• 400
    çok gereksiz bir puan kaybıyla noktalandı maalesef. ligin en az gol atan takımına karşı golü bulmuşken, üstelik rakip 10 kişi kalmışken o golü yemeyeceksin.

    puan kaybına rağmen öncelikle pozitiflere bakmak gerekirse, takım olarak özellikle ilk yarıda girdiğimiz yüksek sayıda gol pozisyonu, taylan'ın ortalama üzerinde tutmaya devam ettiği formu ve feghouli'nin içe geçmenin de etkisiyle oyuna daha fazla etki etme gayretini sayabiliriz.

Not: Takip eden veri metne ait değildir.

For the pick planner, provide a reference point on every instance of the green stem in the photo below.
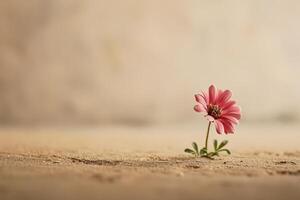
(207, 134)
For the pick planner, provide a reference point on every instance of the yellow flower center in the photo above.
(214, 111)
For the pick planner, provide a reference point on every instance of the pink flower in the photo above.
(218, 108)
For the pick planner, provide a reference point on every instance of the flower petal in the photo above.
(219, 126)
(205, 96)
(199, 98)
(212, 94)
(228, 105)
(199, 108)
(230, 118)
(210, 118)
(223, 97)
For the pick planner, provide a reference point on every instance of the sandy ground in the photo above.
(147, 163)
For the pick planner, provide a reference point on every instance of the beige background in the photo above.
(140, 62)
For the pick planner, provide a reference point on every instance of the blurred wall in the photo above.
(140, 62)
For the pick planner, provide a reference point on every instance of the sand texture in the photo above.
(92, 164)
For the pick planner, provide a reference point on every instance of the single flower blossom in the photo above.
(218, 108)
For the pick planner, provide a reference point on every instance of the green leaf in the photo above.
(216, 144)
(223, 143)
(195, 146)
(226, 150)
(187, 150)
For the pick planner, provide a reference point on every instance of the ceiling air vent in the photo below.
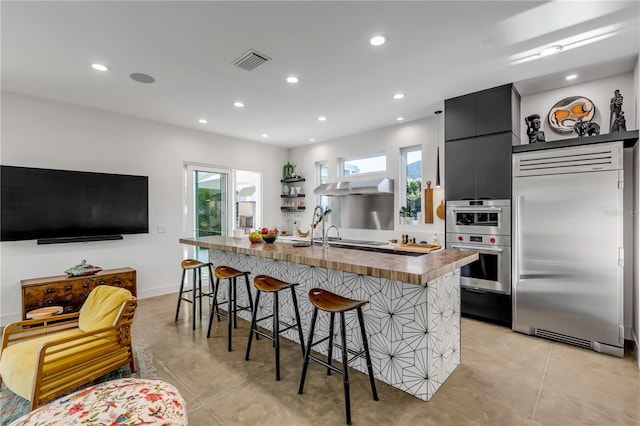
(251, 60)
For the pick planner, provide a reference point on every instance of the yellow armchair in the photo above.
(43, 360)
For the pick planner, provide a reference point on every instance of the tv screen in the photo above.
(47, 204)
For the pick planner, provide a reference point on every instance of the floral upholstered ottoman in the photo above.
(117, 402)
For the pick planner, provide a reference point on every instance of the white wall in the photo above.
(636, 222)
(600, 92)
(389, 141)
(40, 133)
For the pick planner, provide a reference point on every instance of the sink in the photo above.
(375, 249)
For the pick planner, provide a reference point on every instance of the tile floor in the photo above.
(505, 378)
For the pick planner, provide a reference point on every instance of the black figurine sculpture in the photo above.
(586, 128)
(533, 128)
(620, 123)
(615, 107)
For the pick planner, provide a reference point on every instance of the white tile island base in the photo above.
(414, 330)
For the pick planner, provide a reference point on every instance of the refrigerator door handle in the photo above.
(517, 238)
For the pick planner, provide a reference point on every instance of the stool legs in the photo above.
(307, 353)
(232, 305)
(196, 292)
(275, 338)
(365, 343)
(345, 367)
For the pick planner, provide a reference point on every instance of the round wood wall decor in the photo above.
(568, 111)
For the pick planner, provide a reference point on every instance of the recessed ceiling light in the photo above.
(377, 40)
(99, 67)
(142, 78)
(551, 50)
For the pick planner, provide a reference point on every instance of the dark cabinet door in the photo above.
(459, 169)
(493, 166)
(493, 111)
(459, 117)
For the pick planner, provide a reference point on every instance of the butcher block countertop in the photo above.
(409, 269)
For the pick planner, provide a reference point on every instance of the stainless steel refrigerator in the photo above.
(568, 249)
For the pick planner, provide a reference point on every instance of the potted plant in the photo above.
(406, 215)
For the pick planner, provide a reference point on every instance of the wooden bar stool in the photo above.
(228, 273)
(264, 283)
(196, 291)
(333, 303)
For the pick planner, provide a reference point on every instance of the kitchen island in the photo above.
(413, 314)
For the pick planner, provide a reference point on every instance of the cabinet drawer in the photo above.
(71, 292)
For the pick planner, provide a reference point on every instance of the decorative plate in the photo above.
(567, 112)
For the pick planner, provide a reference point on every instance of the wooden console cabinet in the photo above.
(71, 292)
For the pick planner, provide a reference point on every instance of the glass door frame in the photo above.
(189, 214)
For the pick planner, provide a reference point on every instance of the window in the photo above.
(323, 177)
(363, 165)
(411, 180)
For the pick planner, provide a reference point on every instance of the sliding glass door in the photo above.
(208, 204)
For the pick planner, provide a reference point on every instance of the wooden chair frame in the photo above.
(92, 354)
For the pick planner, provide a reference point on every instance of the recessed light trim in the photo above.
(551, 50)
(100, 67)
(377, 40)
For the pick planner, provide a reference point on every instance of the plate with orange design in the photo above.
(564, 115)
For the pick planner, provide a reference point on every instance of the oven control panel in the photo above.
(480, 240)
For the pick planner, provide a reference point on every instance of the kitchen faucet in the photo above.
(337, 231)
(315, 222)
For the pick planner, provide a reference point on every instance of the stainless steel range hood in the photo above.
(356, 187)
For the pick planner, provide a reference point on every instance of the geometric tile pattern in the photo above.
(414, 331)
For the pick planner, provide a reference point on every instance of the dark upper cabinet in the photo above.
(459, 118)
(482, 113)
(480, 129)
(477, 168)
(493, 166)
(459, 169)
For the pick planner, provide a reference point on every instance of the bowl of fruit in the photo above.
(255, 237)
(269, 235)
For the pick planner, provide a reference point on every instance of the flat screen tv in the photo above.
(54, 206)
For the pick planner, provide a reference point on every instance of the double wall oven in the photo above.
(483, 226)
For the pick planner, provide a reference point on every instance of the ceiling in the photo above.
(435, 50)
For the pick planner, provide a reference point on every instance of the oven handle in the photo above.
(478, 249)
(478, 209)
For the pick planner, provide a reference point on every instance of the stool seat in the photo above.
(192, 264)
(196, 289)
(223, 272)
(267, 284)
(335, 304)
(270, 284)
(331, 302)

    ancak diğer taraftan negatifler çok; her şeyden önce muhtemelen tüm planlarda 3 puan yazılan bir maçtan, üstelik rakip 10 kişi kaldıktan sonra 1 puan ile dönülmesi, başta fatih ve diagne olmak üzere vasat oyuncu performansları (atanın ve tutanın iyi olacak) ve golü yedikten sonraki -uzatmalarla beraber- 25 dakikada takımın gerekli reaksiyonu gösterememiş olması.

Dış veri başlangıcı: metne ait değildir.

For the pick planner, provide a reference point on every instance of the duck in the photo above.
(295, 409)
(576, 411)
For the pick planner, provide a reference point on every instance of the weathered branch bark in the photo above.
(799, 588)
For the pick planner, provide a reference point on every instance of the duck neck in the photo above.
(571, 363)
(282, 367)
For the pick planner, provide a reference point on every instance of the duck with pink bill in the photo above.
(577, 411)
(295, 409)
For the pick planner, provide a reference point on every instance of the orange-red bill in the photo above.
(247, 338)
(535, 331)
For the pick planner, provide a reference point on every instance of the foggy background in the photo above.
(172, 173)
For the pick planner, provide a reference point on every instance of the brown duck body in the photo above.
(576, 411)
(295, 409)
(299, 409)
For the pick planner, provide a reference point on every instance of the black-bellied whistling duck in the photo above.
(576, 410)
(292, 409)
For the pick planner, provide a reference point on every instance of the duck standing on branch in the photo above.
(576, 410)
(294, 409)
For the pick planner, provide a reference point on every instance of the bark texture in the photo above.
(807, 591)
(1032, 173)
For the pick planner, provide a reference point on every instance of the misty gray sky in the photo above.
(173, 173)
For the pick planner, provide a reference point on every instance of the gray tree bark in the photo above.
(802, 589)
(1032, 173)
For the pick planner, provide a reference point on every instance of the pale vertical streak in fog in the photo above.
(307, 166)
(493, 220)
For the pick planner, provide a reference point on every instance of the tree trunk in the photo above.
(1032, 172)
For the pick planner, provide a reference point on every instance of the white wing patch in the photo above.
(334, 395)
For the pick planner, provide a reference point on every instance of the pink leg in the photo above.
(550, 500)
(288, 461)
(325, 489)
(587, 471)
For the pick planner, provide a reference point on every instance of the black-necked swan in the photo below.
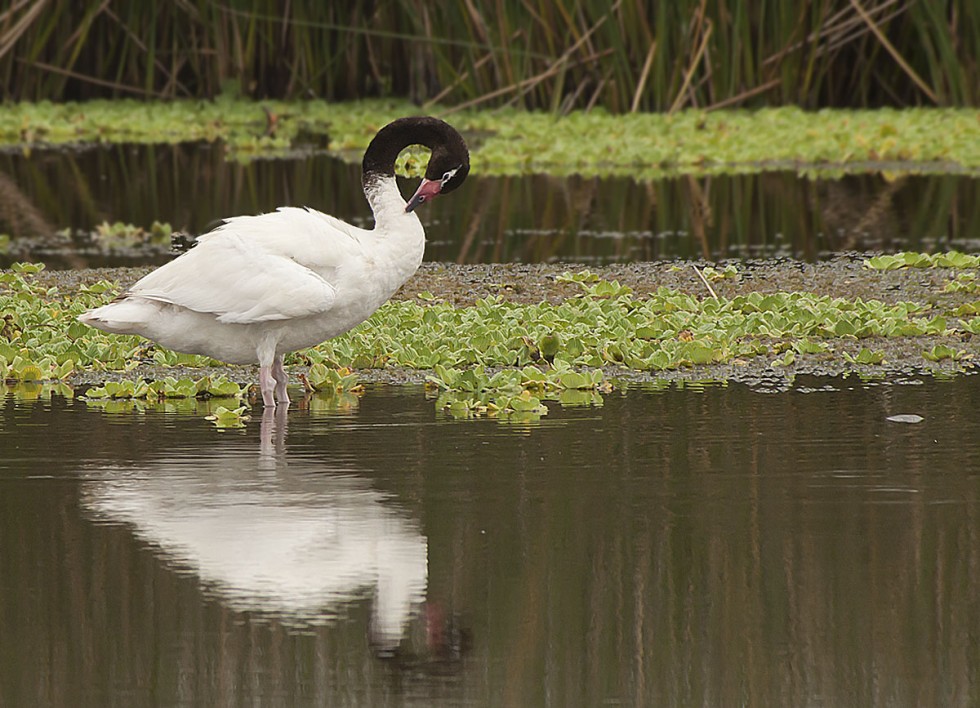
(258, 287)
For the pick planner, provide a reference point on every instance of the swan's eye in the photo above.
(449, 175)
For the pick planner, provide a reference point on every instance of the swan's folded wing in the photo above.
(238, 283)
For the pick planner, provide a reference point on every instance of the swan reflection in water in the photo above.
(288, 537)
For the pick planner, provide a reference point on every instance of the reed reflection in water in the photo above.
(528, 219)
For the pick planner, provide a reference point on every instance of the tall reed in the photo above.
(544, 54)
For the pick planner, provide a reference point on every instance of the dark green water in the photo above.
(715, 546)
(528, 219)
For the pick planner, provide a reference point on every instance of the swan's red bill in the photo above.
(426, 191)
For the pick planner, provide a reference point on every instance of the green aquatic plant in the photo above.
(866, 356)
(472, 392)
(549, 349)
(963, 283)
(331, 380)
(911, 259)
(940, 352)
(225, 418)
(121, 235)
(169, 387)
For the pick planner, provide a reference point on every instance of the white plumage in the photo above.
(258, 287)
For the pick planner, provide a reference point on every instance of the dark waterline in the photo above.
(686, 547)
(492, 220)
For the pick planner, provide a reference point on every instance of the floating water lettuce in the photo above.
(518, 142)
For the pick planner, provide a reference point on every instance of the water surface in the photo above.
(528, 219)
(706, 546)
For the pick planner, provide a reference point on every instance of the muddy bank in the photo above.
(842, 276)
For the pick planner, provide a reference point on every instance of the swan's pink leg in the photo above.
(267, 385)
(282, 379)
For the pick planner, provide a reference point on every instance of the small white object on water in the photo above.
(905, 418)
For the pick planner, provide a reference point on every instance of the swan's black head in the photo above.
(448, 165)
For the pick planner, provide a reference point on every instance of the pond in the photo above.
(493, 219)
(694, 545)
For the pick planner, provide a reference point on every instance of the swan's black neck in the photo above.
(447, 146)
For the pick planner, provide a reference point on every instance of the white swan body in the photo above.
(258, 287)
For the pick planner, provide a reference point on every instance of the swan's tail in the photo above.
(124, 316)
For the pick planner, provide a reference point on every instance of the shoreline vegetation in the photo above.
(624, 57)
(501, 340)
(513, 142)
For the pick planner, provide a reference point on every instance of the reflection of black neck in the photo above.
(439, 137)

    bir de tabii sadece bu maç özelinde değil, genel olarak fiziksel yetersizliğimiz bizi çok geriye çekiyor. takıma baktığımızda fiziksel özellikleriyle fark yaratan oyuncu neredeyse sayamıyoruz. çok güçlü, çok dayanıklı, çok süratli diyebileceğimiz oyuncumuz yok. sakatlık öncesi luyindama kuvvetiyle (ki sakatlık sonrası henüz o noktaya ulaşamadı), omar dayanıklılığıyla (ki o da bir türlü devamlılık sağlayamadı), saracchi de süratiyle biraz ön plana çıkıyor, ancak çok üst seviyede değiller. geçen sene onyekuru'nun tek başına süratiyle ne kadar fark yarattığını hatırlayalım.

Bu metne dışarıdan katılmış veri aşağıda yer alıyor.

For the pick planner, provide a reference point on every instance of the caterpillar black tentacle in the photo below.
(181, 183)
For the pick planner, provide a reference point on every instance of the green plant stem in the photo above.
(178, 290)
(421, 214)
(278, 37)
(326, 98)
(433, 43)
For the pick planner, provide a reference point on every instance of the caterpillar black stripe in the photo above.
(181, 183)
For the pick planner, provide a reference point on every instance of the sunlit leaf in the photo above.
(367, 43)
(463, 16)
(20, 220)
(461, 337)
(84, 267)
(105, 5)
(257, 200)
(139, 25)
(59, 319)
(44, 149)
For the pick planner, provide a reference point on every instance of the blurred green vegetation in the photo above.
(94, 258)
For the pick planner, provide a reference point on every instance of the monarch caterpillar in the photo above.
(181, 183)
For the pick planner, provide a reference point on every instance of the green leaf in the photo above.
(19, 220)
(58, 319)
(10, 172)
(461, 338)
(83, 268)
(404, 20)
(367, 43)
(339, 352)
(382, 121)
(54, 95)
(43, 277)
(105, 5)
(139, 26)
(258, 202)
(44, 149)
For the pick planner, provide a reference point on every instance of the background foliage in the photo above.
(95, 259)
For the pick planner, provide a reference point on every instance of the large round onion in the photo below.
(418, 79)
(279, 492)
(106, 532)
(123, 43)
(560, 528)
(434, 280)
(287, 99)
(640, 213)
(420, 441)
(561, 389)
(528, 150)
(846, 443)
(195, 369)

    fiziksel anlamda üst düzey oyuncu bulmakta zorlandığımız takımımızda vasat diyebileceğimiz ise bir çok oyuncu mevcut; ürkek linnes, halı saha temposunda oynayan feghouli, sahada gezinen diagne, kasları tempoya el vermeyen falcao, emeklilikten dönen arda, kuvveti minimal emre akbaba... türkiye liginde bu fizik kaliteyle işimiz çok zor.

    son olarak çok kısa görme şansımız olsa da, kerem oyuna girdikten sonra mantalite olarak sorumluluk almaktan kaçınmayan ve kaleyi düşünen bir profil çizdi, oğulcan'ın ürkekliğinin aksine daha fazla katkı yapabilir gibi göründü.